Every query is scoped to the caller's organization — there is no cross-org visibility, and a target from another project can never be paired with a file's segments (an id mismatch is rejected as a BAD_REQUEST, not silently ignored).

Targets

A project can have any number of target languages, added or removed from the project settings screen. Adding a target after files already exist backfills a FileTarget row for every existing file, so progress tracking and export work immediately — you don't need to re-upload anything.

Uploading XLIFF files

Files are uploaded as .xlf/.xliff (XLIFF 1.2 only, up to 10 MB) via POST /api/translation/upload, multipart with a projectId field and a file field.

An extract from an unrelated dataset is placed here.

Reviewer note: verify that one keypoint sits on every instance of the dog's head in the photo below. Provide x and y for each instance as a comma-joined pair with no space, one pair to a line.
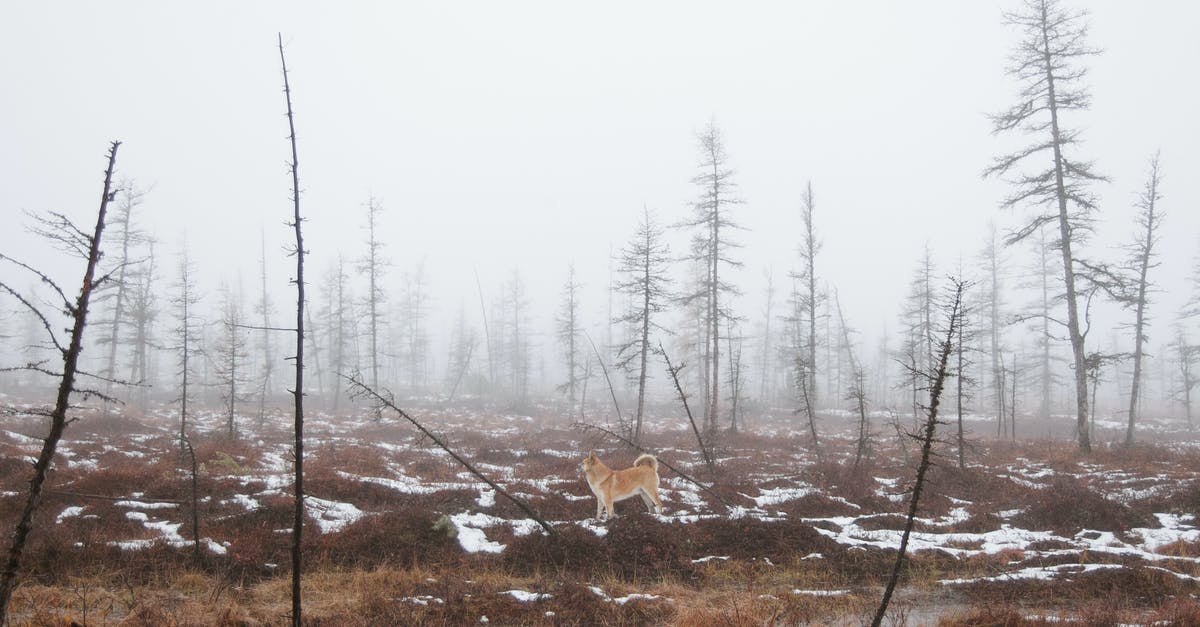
589,461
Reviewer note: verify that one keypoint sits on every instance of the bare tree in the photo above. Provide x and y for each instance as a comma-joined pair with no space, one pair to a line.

The route:

  • validates the session and organization membership,
  • rate-limits per user (checkRouteRateLimit),
  • rejects anything that doesn't parse as XLIFF 1.2,
  • stores the raw file in the configured storage provider under a server-derived key (the client never controls the storage path),
  • creates the TranslationFile row in importing status, and
  • enqueues an import job.

The worker parses the file asynchronously (src/lib/translation/import-processor.ts) and bulk-inserts segments, then flips the file to ready. A parse failure (malformed XML, an empty file, a nesting depth beyond the engine's cap) marks the file failed with a human-readable importError — never a raw stack trace.

Segments

XLIFF <trans-unit> elements are parsed into one or more segments (a unit is split further when it contains multiple whitespace-separated sentences). Each segment carries its source text, its position in the file, and one SegmentTranslation row per target language. Placeholder markup inside a unit ({1}text{/1}, {2/}) is preserved as literal tokens end to end — the export always writes back exactly what it read, modulo the translated text.

Exporting

Once translations exist, POST the exportFile mutation (or the export button in the project screen) to enqueue an export job. The worker regenerates a translated XLIFF from the stored segments and writes it to storage; GET /api/translation/download?fileId=...&targetId=... streams it back once FileTarget.exportedFileKey is set. Both upload and download are rate-limited and re-validate organization ownership from the database, never from the request.